Coming back to the 1800w inverter, can I ask what size cable and inline fuse you are running with that? Wow!


----------



## raynipper (Aug 4, 2008)

timotei said:


> Ray,if you knew how much hair I have you'd know there's no need for Shampoo anymore!!!


Ha ha...  
My wife gets jealous when my old gray hair starts to curl as it gets longer and cuts it short. So I use less and less shampoo. 

Ray.


----------



## raynipper (Aug 4, 2008)

averhamdave said:


> Mmm and if you do that fit a few more leisure batteries as well. Do you really need to microvave your dinner if not on hook up? I ran my TV and Sat Box off a 150w inverter without a prob before upgrading everything to 12v. Coming back to the 1800w inverter, can I ask what size cable and inline fuse you are running with that? Wow!
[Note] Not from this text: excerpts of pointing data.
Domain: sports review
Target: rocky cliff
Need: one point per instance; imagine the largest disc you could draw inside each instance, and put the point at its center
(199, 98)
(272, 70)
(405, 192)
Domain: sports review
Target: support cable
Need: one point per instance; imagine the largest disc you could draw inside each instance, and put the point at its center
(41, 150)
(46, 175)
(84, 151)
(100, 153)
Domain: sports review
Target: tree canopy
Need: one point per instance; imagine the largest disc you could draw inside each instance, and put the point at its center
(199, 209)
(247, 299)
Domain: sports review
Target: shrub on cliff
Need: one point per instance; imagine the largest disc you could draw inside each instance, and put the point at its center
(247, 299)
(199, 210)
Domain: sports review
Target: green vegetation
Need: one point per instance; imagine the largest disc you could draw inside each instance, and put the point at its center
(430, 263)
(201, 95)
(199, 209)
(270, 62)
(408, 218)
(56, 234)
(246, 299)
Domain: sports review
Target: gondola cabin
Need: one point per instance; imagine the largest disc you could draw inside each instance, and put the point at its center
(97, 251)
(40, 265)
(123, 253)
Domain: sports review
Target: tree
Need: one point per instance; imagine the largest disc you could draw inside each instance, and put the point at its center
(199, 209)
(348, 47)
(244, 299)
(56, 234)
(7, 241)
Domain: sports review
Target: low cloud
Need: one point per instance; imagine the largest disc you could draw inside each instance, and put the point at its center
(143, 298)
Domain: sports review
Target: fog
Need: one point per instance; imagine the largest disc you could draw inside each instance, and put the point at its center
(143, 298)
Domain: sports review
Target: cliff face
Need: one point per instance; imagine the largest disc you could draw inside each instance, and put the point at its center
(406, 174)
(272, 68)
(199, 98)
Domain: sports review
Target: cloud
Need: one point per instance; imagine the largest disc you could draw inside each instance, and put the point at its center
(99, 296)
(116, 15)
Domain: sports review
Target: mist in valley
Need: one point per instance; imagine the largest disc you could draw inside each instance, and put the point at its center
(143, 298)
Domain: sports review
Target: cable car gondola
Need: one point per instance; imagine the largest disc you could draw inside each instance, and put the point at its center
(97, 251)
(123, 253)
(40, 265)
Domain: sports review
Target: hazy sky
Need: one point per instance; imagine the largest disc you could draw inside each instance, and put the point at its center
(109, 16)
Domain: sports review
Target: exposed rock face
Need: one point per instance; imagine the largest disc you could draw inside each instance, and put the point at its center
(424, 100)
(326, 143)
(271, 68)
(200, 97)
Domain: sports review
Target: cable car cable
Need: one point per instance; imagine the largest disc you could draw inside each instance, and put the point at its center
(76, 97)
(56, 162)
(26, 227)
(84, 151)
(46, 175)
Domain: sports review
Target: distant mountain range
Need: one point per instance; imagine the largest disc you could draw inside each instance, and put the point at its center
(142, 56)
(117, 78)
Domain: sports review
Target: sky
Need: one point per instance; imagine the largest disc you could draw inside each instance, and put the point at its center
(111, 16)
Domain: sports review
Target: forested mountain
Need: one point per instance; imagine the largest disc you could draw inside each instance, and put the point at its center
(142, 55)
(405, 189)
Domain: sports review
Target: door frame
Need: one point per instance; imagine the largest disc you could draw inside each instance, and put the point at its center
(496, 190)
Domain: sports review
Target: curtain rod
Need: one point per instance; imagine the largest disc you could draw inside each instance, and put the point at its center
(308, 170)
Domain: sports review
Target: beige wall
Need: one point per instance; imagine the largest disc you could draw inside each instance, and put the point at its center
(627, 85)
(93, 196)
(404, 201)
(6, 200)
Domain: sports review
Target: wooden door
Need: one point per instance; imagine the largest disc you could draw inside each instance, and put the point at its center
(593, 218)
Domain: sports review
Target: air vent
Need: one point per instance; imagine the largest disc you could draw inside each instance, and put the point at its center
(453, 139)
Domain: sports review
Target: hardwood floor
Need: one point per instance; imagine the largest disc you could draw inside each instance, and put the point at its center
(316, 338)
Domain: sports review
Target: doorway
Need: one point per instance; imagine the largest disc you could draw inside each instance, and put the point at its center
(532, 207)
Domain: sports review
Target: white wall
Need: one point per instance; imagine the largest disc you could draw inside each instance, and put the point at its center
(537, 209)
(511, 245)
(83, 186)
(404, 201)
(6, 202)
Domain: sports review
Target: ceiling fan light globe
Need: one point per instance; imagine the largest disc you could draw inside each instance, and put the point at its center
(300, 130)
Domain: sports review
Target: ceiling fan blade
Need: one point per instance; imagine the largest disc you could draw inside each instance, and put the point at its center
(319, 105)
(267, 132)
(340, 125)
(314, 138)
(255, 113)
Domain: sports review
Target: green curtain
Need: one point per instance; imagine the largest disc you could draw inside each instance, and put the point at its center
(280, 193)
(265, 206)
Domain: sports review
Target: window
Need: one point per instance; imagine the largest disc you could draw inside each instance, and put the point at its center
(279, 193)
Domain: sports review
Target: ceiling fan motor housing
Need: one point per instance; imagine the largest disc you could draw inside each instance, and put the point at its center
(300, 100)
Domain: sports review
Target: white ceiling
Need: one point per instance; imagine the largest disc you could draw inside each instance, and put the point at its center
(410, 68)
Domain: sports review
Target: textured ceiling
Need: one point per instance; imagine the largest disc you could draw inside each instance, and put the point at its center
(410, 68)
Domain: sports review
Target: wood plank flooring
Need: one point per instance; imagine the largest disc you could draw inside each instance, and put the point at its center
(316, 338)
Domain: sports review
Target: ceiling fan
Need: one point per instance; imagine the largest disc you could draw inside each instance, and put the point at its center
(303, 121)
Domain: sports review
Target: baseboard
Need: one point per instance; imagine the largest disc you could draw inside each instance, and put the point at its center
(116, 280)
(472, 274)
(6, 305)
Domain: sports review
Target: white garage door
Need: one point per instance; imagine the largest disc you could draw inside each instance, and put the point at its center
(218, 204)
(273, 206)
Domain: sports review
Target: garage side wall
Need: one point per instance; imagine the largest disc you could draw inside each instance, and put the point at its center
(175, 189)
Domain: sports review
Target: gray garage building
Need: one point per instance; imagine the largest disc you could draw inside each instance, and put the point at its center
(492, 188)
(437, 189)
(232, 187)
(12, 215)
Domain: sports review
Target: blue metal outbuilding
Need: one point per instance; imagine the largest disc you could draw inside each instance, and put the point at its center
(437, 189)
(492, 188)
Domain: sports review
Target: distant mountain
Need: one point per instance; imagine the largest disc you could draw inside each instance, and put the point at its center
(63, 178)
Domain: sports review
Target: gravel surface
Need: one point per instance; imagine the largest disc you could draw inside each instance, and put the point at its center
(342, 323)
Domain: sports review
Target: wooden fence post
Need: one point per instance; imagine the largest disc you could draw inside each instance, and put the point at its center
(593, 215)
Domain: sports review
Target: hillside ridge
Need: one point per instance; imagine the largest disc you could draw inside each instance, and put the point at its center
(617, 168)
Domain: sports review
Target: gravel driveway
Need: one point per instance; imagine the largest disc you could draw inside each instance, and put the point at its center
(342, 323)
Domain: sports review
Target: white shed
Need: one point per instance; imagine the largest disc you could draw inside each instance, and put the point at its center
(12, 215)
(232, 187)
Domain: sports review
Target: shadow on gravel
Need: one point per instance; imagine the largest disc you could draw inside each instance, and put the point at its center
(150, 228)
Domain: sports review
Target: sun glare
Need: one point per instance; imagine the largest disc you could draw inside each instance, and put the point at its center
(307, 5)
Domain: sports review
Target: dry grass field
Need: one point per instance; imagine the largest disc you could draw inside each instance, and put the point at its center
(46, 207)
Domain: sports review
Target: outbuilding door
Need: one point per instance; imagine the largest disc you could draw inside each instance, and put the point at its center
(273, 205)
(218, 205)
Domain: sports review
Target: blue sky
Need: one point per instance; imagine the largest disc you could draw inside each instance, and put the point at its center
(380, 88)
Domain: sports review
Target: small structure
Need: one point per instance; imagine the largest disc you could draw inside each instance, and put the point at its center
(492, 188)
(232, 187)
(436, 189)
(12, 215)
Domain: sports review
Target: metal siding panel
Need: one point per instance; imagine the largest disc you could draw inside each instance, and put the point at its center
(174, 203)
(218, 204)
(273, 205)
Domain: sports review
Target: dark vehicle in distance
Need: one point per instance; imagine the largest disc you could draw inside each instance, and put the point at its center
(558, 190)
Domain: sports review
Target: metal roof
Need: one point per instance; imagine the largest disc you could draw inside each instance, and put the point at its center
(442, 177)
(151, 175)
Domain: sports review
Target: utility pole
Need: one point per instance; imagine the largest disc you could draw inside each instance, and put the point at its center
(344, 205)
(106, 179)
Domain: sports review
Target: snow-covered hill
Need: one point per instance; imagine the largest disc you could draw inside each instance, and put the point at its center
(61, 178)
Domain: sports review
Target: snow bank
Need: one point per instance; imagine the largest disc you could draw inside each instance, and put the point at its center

Yep and yep again. My culinary expertise is frozen dinners for one straight out of the freezer and into the microwave.

But then I don't have a sat and my TV is 12v.
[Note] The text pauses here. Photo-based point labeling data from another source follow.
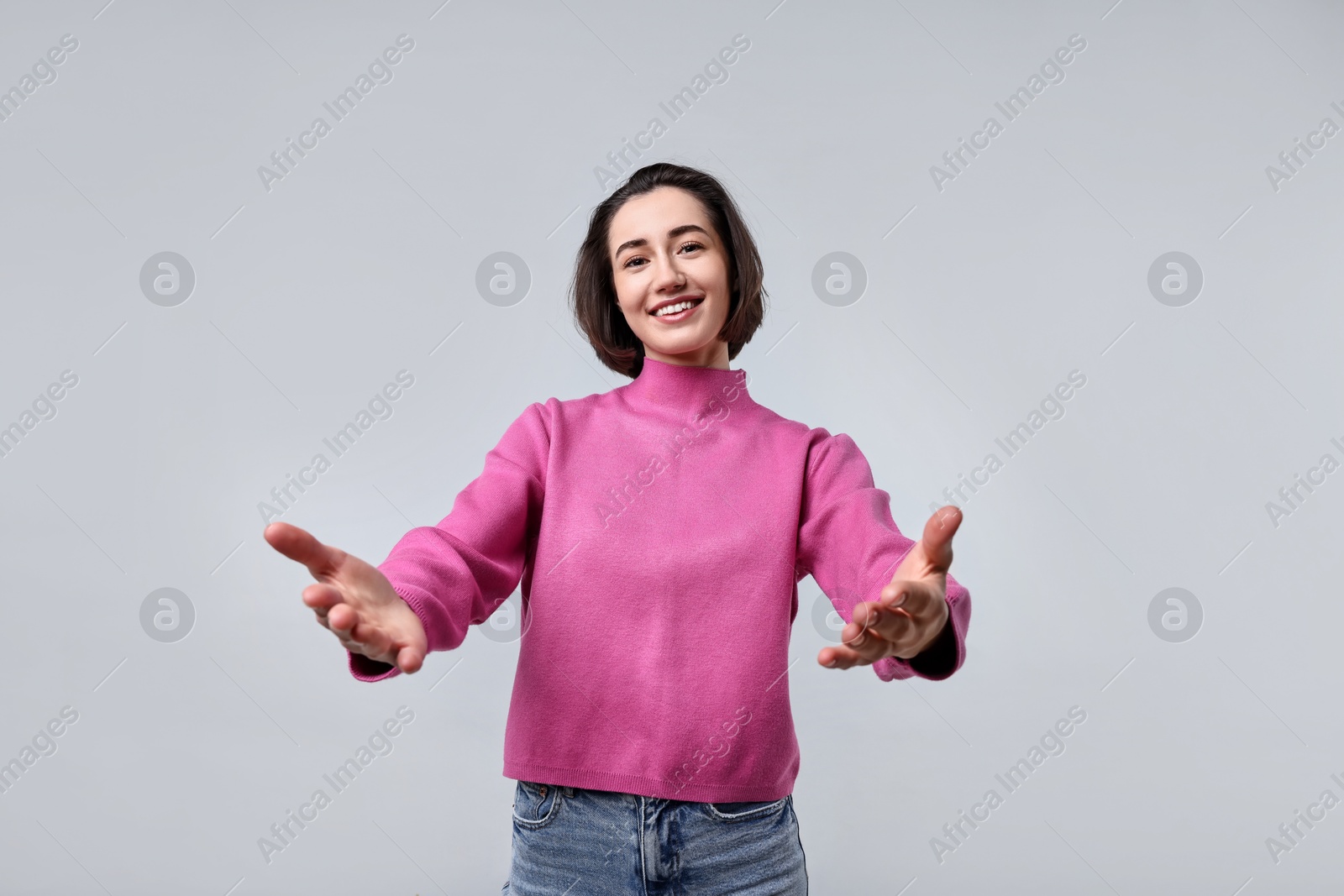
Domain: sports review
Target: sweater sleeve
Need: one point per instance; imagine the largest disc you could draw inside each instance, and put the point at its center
(851, 547)
(456, 574)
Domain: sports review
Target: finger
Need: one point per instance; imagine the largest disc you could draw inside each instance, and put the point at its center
(884, 622)
(375, 641)
(342, 620)
(299, 544)
(916, 597)
(409, 660)
(937, 537)
(864, 642)
(842, 658)
(322, 597)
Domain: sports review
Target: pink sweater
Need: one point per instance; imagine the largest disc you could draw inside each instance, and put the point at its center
(659, 532)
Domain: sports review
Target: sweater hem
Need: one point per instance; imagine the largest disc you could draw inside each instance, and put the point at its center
(642, 786)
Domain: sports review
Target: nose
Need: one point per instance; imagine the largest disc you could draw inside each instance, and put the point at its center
(667, 275)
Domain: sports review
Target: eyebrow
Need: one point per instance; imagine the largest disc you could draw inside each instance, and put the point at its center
(672, 234)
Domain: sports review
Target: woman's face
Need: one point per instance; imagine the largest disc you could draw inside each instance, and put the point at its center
(664, 253)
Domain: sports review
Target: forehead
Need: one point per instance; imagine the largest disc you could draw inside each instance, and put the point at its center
(654, 214)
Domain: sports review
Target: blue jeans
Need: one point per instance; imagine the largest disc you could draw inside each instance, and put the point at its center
(570, 841)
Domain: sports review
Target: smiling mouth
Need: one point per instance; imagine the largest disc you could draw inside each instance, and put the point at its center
(669, 311)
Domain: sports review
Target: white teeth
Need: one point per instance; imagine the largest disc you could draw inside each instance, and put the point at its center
(672, 309)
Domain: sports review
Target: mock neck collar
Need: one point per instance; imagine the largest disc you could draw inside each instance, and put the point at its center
(685, 389)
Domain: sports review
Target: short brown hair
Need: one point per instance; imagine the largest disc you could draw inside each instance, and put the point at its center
(593, 288)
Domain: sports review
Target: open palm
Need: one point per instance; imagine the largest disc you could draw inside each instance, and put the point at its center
(913, 607)
(354, 600)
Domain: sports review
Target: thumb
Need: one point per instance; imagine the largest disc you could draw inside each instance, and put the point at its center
(937, 535)
(300, 544)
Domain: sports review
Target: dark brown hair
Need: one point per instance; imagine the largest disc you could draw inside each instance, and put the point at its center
(593, 288)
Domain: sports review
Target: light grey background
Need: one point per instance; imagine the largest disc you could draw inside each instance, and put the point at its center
(980, 298)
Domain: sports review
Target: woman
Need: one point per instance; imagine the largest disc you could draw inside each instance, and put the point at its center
(659, 532)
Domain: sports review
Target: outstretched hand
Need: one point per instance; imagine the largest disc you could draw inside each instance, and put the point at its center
(354, 600)
(913, 609)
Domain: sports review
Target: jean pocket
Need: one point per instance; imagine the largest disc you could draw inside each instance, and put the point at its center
(745, 810)
(535, 805)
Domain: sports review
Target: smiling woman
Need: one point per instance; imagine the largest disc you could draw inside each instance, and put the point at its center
(656, 629)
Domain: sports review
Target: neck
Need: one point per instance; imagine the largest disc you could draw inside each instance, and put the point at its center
(687, 389)
(712, 355)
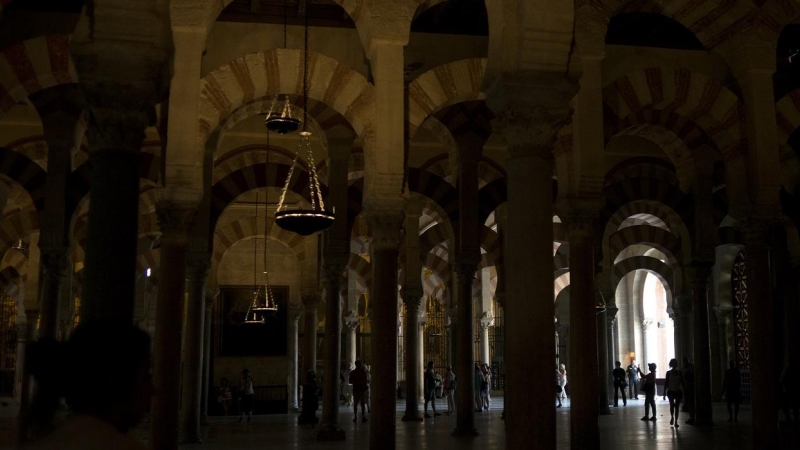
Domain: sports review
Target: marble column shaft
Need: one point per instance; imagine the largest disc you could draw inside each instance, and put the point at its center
(292, 329)
(192, 379)
(699, 276)
(334, 268)
(173, 220)
(205, 401)
(603, 368)
(584, 393)
(412, 298)
(310, 304)
(763, 366)
(385, 227)
(465, 394)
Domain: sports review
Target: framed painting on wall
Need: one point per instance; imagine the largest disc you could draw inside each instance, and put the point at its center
(237, 338)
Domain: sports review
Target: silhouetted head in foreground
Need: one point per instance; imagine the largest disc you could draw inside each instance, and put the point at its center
(103, 371)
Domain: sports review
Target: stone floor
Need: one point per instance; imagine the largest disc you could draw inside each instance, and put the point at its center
(622, 431)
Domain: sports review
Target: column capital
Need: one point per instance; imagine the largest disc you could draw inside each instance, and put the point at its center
(293, 312)
(529, 110)
(486, 321)
(174, 219)
(310, 300)
(351, 320)
(54, 261)
(197, 267)
(385, 227)
(698, 274)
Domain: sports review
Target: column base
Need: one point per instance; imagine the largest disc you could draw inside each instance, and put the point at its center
(465, 432)
(330, 432)
(191, 439)
(412, 417)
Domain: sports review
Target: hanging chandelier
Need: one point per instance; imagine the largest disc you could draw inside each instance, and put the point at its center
(255, 313)
(304, 222)
(280, 120)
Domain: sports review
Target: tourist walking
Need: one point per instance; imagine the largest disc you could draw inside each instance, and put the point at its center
(620, 384)
(429, 390)
(224, 396)
(450, 390)
(688, 389)
(486, 386)
(732, 390)
(673, 388)
(358, 379)
(246, 395)
(649, 388)
(478, 375)
(562, 369)
(633, 380)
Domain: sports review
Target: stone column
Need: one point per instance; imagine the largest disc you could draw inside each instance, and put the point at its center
(603, 367)
(54, 266)
(351, 322)
(452, 330)
(207, 381)
(121, 62)
(485, 323)
(763, 364)
(584, 392)
(530, 109)
(683, 320)
(385, 226)
(173, 219)
(465, 394)
(334, 267)
(647, 337)
(293, 318)
(699, 275)
(192, 380)
(310, 304)
(413, 346)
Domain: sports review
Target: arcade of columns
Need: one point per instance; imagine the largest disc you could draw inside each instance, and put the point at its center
(535, 97)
The 1800 watt inverter is positioned beside the two 130 amp leisure batteries under the settee. So the cables I assume supplied with the inverter are similar to starter leads and only 18" long. Don't know the metric size but big.

This inverter powers my low wattage appliances like laptop, mobile phone and shaver quite happily also. But I only leave it switched on for the time needed.
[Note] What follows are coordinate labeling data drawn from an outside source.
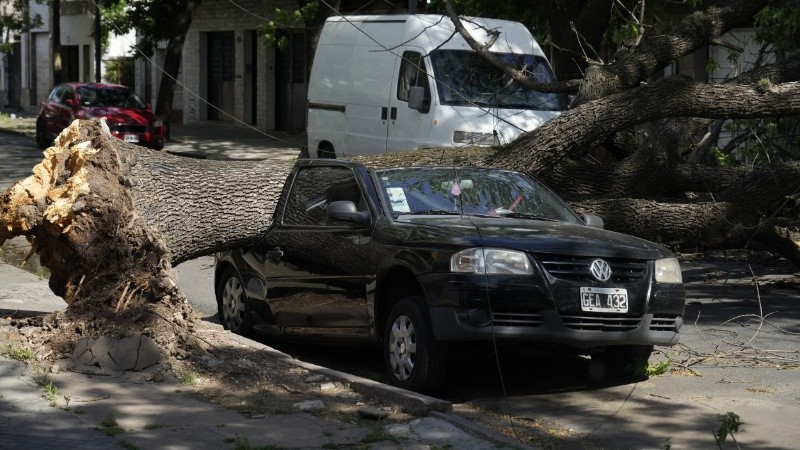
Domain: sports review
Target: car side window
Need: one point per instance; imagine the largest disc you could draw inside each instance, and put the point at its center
(314, 189)
(412, 73)
(55, 96)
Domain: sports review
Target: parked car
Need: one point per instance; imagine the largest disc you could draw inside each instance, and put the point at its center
(383, 83)
(127, 116)
(420, 257)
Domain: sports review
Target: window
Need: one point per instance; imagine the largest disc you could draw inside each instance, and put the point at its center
(412, 73)
(314, 189)
(464, 78)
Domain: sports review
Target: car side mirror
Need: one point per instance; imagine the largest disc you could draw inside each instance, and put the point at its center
(416, 98)
(593, 221)
(347, 211)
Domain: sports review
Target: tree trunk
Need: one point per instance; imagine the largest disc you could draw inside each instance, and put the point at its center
(109, 217)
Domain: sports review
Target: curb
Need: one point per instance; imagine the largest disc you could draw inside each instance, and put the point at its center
(481, 431)
(410, 402)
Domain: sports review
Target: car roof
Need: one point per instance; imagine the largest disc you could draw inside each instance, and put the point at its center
(75, 84)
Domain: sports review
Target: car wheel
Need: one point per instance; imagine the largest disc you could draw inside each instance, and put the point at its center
(326, 151)
(41, 136)
(413, 358)
(234, 308)
(624, 360)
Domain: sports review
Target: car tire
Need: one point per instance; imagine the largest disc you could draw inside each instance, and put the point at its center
(413, 358)
(232, 303)
(628, 361)
(41, 136)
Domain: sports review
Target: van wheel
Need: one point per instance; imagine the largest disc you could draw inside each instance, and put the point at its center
(233, 305)
(414, 360)
(326, 151)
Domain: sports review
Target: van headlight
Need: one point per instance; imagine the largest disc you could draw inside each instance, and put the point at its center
(474, 138)
(491, 261)
(668, 270)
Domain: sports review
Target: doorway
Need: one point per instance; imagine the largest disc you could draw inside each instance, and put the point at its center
(221, 61)
(291, 85)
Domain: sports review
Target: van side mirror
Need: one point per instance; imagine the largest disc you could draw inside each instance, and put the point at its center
(347, 211)
(593, 221)
(416, 98)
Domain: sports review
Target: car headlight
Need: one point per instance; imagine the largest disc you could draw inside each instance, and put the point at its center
(474, 138)
(491, 261)
(668, 270)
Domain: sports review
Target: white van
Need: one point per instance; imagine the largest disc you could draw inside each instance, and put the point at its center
(399, 82)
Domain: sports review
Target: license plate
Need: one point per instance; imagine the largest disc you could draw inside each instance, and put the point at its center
(604, 299)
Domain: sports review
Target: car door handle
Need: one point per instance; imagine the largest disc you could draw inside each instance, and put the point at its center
(275, 255)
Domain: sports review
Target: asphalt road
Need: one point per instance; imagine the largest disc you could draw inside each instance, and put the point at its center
(740, 347)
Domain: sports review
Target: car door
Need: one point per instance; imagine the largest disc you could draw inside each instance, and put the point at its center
(409, 128)
(317, 278)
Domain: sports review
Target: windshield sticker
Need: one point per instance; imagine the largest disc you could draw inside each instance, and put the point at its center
(397, 198)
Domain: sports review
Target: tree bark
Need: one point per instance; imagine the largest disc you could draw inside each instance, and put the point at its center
(108, 217)
(655, 53)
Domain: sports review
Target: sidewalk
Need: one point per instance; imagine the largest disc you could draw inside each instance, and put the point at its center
(164, 414)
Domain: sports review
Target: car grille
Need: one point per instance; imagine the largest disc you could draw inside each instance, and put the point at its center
(516, 320)
(124, 128)
(576, 268)
(663, 322)
(608, 322)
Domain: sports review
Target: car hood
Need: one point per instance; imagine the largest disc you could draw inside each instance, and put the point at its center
(138, 116)
(535, 236)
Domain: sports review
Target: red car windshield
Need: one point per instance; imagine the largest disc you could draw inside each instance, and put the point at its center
(108, 97)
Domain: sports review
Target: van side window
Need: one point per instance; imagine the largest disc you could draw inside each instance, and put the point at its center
(412, 73)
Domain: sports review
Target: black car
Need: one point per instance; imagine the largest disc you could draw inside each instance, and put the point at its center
(420, 257)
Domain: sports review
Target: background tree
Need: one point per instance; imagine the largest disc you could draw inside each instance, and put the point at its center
(156, 21)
I still say over capacity is better than stretching it.

Ray.


----------



## DABurleigh (May 9, 2005)

Read the MHF inverter FAQ.

Inverters are efficient (>90%) running between 50% and 100% of their maximum continuous rating. They are horribly inefficient when running at a mere fraction of their continuous rating.

The corrollary is that if you are running near a 150W continuous limit and it is getting hotter than a mere 15W heat dissipation would suggest, perhaps you have a fault or a very poor inverter.

Dave


----------



## timotei (May 4, 2007)

Dave,

I was going to PM you, but felt this mighr be of interest to others. I have previously read your excellent FAQ section, and re-read it after your reminder in the above post. However, I am a complete no-hoper when it comes to elctrical matters! Sorry!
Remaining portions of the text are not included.